Add demo notebook - Githubissues

Add a demo notebook to demonstrate the capabilities of the class.

Demo notebook has been updated substantially. Please take a look and make edits as you see fit.

Two notes:

The BIC test takes a very long time (upwards of 30 minutes). A "To be deleted" code box has been added; run that one instead of the BIC test one to skip actually running the test but have all the output available. The rest of the demo should be fairly quick.
The BIC results change when I rerun them --- the best value for n_components ranges from 5-7. 7 components seems to provide the best fit, so I went with this and attempted to explain this in the text. feel free to update if this is unclear.

Tom, this is great! You are generating supernovae at realistic positions with realistic SALT2 parameters :-) @rbiswas4 will be delighted! I see that only light editing of the text is required, I'll do that.

This is awesome!

I tried running it but got stuck at the corners ... probably some kind of version incompatibility, that I have not sorted out. You should add your XDGMM package as a requirement somewhere.

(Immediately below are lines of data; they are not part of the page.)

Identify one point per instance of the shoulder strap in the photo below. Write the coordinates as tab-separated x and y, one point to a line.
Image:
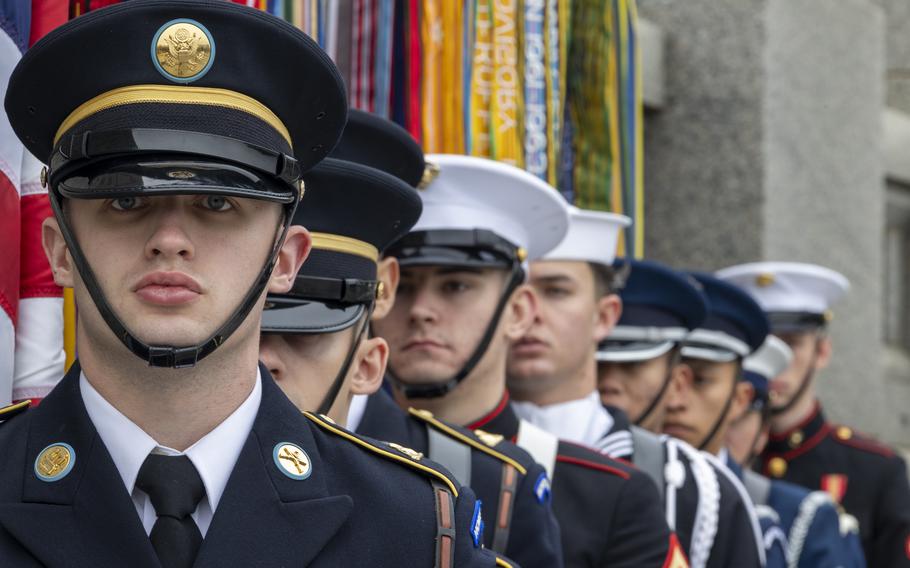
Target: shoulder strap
451	453
542	445
389	451
503	521
445	526
648	456
757	486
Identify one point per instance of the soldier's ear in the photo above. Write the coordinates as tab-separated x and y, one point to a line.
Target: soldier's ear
293	252
609	308
369	366
520	312
388	273
58	255
823	354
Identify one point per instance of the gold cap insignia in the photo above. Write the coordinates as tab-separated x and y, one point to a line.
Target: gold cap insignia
764	280
430	172
777	467
488	438
292	460
426	414
413	454
183	50
55	462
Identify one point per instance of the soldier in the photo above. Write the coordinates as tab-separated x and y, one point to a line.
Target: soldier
174	154
867	478
809	519
638	364
702	406
314	341
460	302
552	375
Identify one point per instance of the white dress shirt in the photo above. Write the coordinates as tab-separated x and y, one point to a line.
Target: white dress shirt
214	455
356	410
583	421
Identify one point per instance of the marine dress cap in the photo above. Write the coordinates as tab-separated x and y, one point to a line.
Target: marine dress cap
772	359
479	212
659	308
374	141
353	212
592	237
735	326
796	296
174	96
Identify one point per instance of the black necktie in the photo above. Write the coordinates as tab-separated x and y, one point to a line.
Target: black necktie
175	489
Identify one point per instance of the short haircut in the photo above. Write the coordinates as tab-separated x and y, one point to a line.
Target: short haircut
604	279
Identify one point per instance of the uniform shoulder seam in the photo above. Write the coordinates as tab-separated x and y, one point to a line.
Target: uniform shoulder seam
390	453
10	411
440	426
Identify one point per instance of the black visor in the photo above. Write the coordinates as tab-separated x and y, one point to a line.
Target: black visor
127	177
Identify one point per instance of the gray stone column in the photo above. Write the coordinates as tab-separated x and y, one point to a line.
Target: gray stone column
768	147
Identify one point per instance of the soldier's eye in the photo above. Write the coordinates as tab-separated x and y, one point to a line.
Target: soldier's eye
217	203
126	203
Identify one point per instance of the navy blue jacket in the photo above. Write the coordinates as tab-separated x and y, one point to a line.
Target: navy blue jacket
865	477
363	504
533	534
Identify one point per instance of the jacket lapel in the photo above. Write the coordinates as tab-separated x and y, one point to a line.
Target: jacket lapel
86	515
262	509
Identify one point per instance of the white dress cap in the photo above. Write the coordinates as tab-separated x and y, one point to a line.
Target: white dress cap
788	286
476	193
592	237
771	359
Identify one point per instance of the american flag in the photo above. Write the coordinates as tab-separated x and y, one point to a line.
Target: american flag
32	356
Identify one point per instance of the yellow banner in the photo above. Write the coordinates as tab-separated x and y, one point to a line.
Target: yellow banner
506	105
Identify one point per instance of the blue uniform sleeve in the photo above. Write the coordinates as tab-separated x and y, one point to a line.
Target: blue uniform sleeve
533	518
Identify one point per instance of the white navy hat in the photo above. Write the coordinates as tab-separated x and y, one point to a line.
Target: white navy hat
592	237
479	212
796	296
771	359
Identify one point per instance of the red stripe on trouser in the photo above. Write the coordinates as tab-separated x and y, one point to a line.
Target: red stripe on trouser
36	280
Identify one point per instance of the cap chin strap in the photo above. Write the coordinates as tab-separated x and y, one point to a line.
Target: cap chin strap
723	413
167	356
807	378
329	399
674	360
516	277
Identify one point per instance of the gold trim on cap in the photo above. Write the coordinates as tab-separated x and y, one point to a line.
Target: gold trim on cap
173	94
339	243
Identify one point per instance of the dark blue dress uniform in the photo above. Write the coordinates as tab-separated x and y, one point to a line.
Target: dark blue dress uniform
167	97
364	504
514	488
714	524
712	521
609	512
863	476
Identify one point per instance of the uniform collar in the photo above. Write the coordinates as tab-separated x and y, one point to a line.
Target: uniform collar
501	420
800	435
582	421
213	455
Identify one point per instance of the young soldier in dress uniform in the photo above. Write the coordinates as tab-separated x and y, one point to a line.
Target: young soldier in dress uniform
552	376
867	478
175	151
702	406
314	341
638	364
460	302
809	519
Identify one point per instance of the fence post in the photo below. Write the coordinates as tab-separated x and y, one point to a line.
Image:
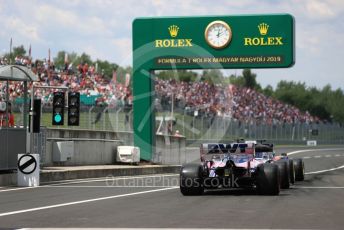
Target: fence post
90	117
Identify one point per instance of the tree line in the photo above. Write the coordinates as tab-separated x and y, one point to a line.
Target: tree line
325	103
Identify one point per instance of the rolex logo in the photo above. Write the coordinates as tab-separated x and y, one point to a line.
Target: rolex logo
173	30
263	28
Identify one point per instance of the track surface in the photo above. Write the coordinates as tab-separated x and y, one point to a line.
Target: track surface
155	202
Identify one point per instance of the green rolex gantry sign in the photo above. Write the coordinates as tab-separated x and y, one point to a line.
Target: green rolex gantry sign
216	42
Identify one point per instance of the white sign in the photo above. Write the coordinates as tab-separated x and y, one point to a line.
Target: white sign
28	170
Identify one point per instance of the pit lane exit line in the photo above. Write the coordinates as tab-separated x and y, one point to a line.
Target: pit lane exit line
82	202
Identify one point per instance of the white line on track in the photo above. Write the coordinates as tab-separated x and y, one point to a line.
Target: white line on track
314	150
106	186
77	181
82	202
325	170
311	150
324	187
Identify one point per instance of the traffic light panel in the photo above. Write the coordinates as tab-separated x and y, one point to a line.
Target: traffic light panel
58	108
73	108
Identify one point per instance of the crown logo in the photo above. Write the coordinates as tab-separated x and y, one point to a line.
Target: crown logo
173	30
263	28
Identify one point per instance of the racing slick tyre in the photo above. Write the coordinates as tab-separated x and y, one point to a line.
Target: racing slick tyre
299	169
191	180
291	171
284	173
267	180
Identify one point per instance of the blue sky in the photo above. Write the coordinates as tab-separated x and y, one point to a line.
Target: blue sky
102	28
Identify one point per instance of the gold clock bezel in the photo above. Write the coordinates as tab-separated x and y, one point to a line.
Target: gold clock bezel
226	26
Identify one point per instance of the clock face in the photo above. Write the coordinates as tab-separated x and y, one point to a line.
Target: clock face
218	34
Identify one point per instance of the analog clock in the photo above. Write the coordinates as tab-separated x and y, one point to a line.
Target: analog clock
218	34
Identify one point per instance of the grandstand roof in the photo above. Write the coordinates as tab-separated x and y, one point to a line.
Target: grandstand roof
17	73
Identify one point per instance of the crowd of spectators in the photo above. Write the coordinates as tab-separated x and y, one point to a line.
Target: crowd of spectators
239	103
84	79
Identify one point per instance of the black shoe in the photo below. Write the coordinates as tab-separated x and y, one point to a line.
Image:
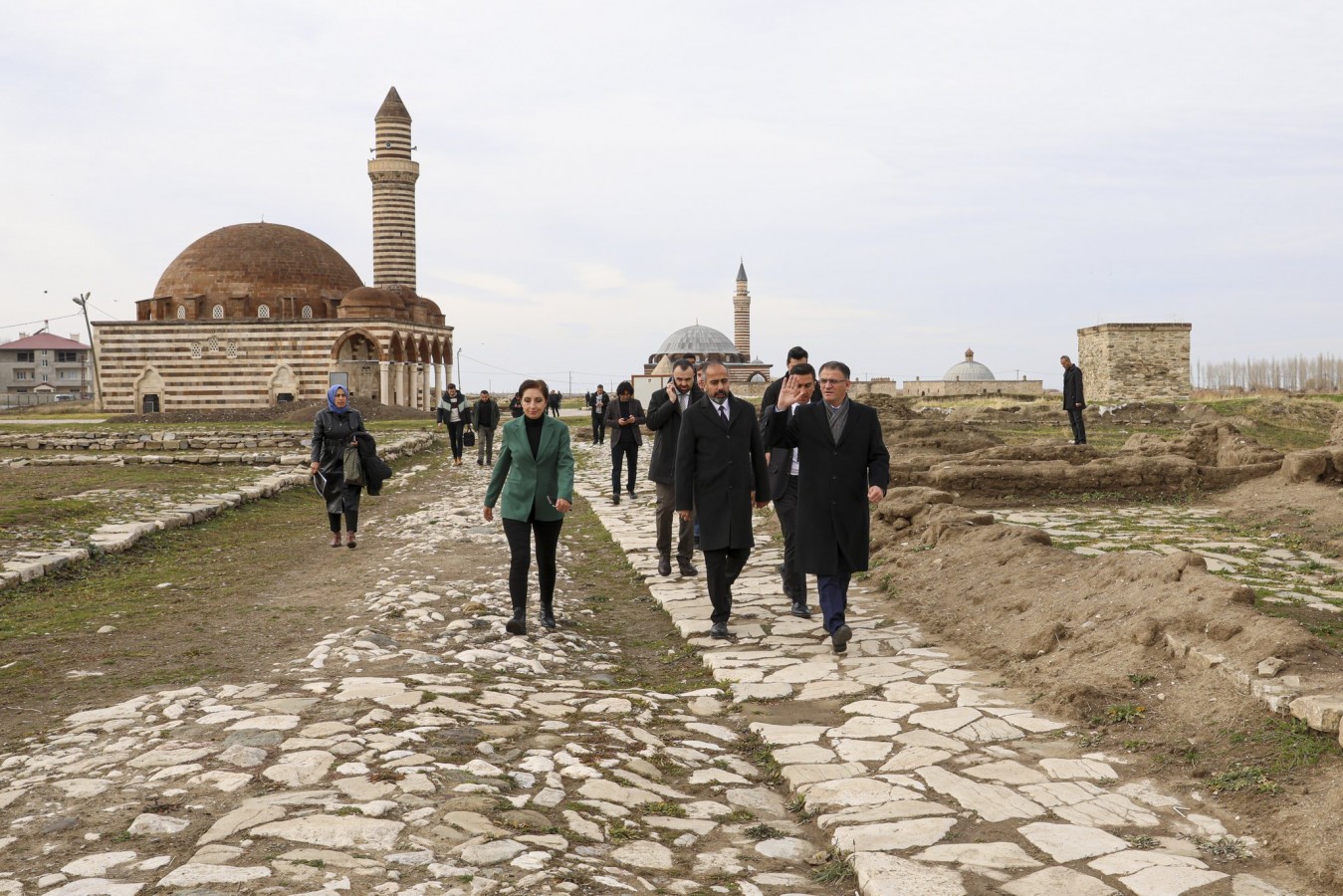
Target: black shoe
839	638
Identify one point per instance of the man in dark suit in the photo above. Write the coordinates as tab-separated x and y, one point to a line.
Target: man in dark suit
783	489
796	354
1074	402
843	468
720	473
666	407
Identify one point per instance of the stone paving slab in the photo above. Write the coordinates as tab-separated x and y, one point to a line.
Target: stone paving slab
961	758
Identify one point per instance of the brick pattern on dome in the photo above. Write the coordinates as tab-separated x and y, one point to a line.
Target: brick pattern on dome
265	262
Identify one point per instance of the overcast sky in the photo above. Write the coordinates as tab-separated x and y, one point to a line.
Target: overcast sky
904	180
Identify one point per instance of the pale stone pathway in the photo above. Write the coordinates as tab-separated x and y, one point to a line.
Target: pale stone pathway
419	750
916	765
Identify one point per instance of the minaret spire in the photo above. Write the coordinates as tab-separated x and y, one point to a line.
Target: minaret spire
742	315
393	177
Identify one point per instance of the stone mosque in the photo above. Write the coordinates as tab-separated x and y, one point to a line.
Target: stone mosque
254	315
707	344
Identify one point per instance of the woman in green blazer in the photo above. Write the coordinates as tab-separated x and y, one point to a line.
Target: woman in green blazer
535	474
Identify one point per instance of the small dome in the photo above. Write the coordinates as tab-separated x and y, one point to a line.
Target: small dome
969	371
697	338
266	262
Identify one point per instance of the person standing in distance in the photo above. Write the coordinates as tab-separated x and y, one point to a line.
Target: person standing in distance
720	474
783	488
485	418
1074	400
535	477
666	408
624	416
843	468
796	354
599	402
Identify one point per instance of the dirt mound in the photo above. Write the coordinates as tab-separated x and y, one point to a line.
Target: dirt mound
289	412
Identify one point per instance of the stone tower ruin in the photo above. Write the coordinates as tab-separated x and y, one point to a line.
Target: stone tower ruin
393	177
1135	361
742	315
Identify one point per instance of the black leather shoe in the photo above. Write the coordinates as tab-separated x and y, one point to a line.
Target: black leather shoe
839	638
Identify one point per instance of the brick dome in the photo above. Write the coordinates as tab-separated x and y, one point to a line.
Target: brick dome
264	262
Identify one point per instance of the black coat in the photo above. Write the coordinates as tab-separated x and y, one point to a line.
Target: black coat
720	470
665	419
612	415
1073	396
833	480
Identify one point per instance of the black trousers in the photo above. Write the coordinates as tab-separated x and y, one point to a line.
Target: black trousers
519	534
630	452
793	579
722	568
1074	419
454	435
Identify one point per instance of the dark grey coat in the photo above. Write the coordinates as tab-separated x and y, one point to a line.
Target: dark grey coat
720	470
833	480
665	419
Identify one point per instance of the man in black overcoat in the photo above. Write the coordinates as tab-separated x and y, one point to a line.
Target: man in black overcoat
783	489
843	466
720	473
666	407
1074	400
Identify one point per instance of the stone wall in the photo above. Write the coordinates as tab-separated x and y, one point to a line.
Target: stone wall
1134	361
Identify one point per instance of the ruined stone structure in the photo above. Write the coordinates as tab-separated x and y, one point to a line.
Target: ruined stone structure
253	315
1135	361
707	344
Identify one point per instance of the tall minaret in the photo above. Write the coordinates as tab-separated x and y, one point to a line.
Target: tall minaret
393	177
742	315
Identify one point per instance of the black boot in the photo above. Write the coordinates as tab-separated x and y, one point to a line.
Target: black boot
518	625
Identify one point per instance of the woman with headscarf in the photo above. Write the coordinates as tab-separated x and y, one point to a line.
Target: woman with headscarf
535	476
334	431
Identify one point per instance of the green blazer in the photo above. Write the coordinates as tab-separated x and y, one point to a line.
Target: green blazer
531	484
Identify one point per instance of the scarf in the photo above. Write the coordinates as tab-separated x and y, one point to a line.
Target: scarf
331	399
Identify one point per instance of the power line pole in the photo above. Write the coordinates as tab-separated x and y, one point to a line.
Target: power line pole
84	305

This is also timely: Aside from trying to use this in SN simulations at a catalog level, we would also like to use this for images. And as @drphilmarshall might have told you, we are at a point where we are discussing plans for a new Twinkles simulation. Do you think it would be worth discussing (a) if we could use empericSN for that purpose and (b) how to make sure we have all the 'requirements' covered? Maybe over a telecon at some point?

Here are a few questions/comments:

It seems you are training on the SALT parameters (x0, x1, c). Now, x0 is roughly F/d_L^ 2 where F is related to the intrinsic brightness of the SN, and d_L is the luminosity distance. This means that 2 SN of the same character at two different redshifts would have very different x0 values. With a large enough amount of training data which incorporates the host redshift, one may perhaps learn the relevant x0, values, but a less ambitious but still useful goal (achievable with less data) would be to use $x_0 * d_L^2$ with $d_L^2$ unsatisfactorily having to be calculated from a model like Planck15 with LCDM. Have you thought about trying this? And in your current model, what happens if you ask for SN parameters on a galaxies with different redshifts (Ie. checking if you might have achieved what I called the more ambiitous goal)? This would involve taking a sample of galaxies over a range of redshifts (0-1.2), obtaining x0 means and uncertainties in redshift bins and seeing if something like -2.5 * log10(x0) ~ mu + const is acceptable, (though the scatter is somewhat large ~ 1 mag).
Location of SN: I see a histogram of radius, but we will also need a parametrized angle (galaxies are often like ellipses in 2D), so, how should we think about minor and major axes. Have you thought abouta comparison of the location probability distributions obtained from empericSN to the naive SN follows light prescription sampling of the same galaxy? This should be doable if the data source lists stuff like sersic indices.
Sensitivity : How sensitive is this to changes in the SALT parameters (training)? I would suggest replacing the Sullivan et. al values by our JLA values. (They incorporate improvement in both the SALT model and (much more importantly) the calibration. It would be interesting to see what the changes are due to such changes in training data.
Can we see comparisons of both global and conditional distributions of SALT parameters as functions of galaxy types (This is not what you were training on, but it would be interesting to see the correlations learned)?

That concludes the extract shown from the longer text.